Trying to unpack this knock knock joke, which is actually two knock knock jokes… A knock knock joke should go: knock knock. Who’s there? (Answer). (Answer-who). Punch line.

These knock knock jokes go: knock knock. (Answer — from the one who should be asking the question.) (Answer who?– from the one who should be giving the answer and punchline). (Punchline.) Both jokes follow this form.

Another way you could look at it.

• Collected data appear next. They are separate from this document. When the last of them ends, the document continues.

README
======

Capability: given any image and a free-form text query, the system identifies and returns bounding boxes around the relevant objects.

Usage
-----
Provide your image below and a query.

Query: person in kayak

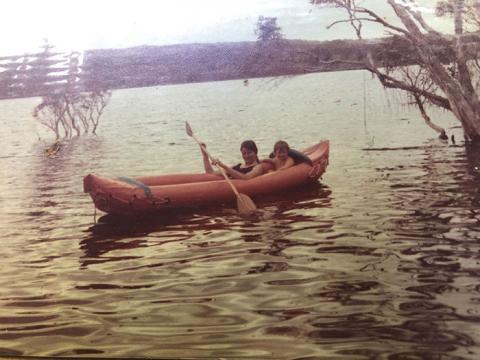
[199,140,265,180]
[263,140,295,172]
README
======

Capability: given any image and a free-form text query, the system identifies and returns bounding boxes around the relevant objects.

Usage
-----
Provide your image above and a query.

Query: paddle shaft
[190,133,240,196]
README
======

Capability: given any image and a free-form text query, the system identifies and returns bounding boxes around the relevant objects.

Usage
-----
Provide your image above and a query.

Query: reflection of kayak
[83,140,329,216]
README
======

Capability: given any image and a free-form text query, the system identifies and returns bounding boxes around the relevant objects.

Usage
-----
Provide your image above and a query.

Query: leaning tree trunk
[388,0,480,142]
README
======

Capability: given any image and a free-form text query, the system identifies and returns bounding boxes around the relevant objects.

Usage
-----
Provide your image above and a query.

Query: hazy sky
[1,0,449,56]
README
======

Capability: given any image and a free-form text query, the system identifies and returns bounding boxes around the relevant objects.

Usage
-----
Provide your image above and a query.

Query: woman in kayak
[199,140,265,180]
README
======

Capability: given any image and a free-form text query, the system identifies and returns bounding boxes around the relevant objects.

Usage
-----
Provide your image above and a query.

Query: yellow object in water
[46,141,61,157]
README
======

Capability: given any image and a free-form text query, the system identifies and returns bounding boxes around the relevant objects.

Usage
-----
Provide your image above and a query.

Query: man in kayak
[199,140,265,180]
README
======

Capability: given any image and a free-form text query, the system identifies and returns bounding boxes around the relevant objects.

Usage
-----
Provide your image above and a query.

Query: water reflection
[79,182,333,270]
[465,143,480,187]
[377,142,480,359]
[26,136,106,229]
[5,77,480,358]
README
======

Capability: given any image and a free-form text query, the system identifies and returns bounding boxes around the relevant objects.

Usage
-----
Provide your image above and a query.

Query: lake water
[1,71,480,359]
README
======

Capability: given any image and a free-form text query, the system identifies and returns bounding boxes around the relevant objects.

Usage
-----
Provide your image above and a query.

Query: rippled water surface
[1,71,480,359]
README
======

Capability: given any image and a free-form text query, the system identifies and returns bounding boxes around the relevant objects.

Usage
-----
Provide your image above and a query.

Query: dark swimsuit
[232,163,255,174]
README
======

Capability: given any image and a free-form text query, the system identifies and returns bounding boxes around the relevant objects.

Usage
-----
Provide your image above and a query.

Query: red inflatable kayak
[83,140,329,215]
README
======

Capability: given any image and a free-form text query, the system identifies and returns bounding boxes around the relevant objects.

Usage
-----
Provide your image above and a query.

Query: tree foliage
[255,16,283,42]
[311,0,480,142]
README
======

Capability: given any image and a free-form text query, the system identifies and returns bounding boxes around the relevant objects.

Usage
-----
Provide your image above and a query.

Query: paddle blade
[236,193,257,215]
[185,121,193,137]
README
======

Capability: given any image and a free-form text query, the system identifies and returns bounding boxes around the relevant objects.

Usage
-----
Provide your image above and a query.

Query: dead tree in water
[32,95,64,139]
[32,46,112,139]
[33,90,111,138]
[311,0,480,143]
[71,89,112,134]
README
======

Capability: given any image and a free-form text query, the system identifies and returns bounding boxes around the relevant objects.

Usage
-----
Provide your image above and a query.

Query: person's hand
[200,143,208,157]
[211,158,225,168]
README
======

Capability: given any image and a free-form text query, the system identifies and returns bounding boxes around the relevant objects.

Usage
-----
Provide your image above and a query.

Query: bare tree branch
[355,6,411,36]
[312,0,480,141]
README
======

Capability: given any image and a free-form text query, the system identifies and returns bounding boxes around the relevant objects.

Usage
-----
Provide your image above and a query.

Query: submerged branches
[32,96,63,139]
[31,44,112,139]
[33,90,111,139]
[85,89,112,134]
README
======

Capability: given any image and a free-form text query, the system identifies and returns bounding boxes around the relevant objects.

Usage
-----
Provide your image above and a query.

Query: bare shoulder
[251,163,266,175]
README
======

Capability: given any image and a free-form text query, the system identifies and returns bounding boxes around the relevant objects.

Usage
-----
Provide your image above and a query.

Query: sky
[0,0,450,57]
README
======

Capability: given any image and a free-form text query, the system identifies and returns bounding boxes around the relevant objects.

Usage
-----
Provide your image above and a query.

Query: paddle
[185,121,257,215]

The form goes, Knock, knock. (Who’s there, but transformed and punctuated as a statement or exclamation rather than as a question) (Answer, but stated as a question) (answer-who, elided) Punchline!

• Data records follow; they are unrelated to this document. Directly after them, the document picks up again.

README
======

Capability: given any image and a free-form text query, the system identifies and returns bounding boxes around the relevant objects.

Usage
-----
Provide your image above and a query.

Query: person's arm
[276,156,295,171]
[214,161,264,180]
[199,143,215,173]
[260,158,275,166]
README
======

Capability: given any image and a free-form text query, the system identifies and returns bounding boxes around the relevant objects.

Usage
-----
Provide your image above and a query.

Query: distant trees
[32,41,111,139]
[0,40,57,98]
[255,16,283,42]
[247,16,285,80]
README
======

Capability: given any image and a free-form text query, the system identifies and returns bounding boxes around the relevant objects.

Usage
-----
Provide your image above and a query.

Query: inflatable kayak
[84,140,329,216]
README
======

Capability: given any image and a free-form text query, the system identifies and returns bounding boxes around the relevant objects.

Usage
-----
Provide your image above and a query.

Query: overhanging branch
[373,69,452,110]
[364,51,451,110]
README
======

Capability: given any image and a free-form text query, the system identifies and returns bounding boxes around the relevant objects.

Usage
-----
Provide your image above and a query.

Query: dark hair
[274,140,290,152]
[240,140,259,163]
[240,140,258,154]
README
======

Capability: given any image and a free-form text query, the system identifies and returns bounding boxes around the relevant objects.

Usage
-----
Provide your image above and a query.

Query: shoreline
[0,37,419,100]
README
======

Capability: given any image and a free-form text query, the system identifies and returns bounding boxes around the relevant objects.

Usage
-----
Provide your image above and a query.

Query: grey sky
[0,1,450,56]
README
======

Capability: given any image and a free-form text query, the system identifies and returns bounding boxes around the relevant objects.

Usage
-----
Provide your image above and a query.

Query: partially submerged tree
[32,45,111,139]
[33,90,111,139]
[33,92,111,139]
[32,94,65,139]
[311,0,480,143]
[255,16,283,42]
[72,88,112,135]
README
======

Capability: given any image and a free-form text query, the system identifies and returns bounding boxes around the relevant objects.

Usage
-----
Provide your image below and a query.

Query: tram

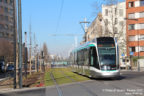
[70,37,120,78]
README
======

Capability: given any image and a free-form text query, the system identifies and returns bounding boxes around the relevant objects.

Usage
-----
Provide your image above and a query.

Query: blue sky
[21,0,124,57]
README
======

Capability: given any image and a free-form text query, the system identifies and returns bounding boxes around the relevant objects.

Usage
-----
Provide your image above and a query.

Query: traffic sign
[121,53,125,57]
[130,52,134,56]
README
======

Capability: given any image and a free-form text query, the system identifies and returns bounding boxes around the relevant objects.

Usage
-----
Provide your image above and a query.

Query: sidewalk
[120,67,144,72]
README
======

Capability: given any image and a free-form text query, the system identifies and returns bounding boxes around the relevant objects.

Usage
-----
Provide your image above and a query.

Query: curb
[0,80,92,94]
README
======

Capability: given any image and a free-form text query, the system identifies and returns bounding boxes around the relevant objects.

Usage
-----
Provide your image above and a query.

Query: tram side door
[88,47,94,77]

Notable: the answer and answer-who in each joke begin with ‘w’, maybe echoing the reduplicated ‘n’ and ‘k’ sounds of knock. Punchline one is “Twwinns.” The twins are of course warring characters in the book, Cain & Able types, the duplicate ‘w’s and ‘n’s further emphasizing twins and the jokes own ‘n’ and ‘w’ sounds. We can tease out the words ‘inns’ and ‘wins’ from ‘twwinns’ too, though I don’t know to what effect. The punchline to the second joke, ‘apple’, suggests Eve — who’s without an apple? Eve is. (I was thinking in terms of the fruit of the tree of good and evil; this page alerts me that an adam’s apple is meant.)

Knock-knock further suggests knocked up, which has meant to impregnate since no later than the early 19th century.  I think ‘woo’ is to be thought of as romantic wooing. Thus, the violence and hitting of war and of sex reflected in these two jokes.

Finally, rhetorically, there is a lot of chiasmus going on in these sentences, maybe two of them surrounded by a third?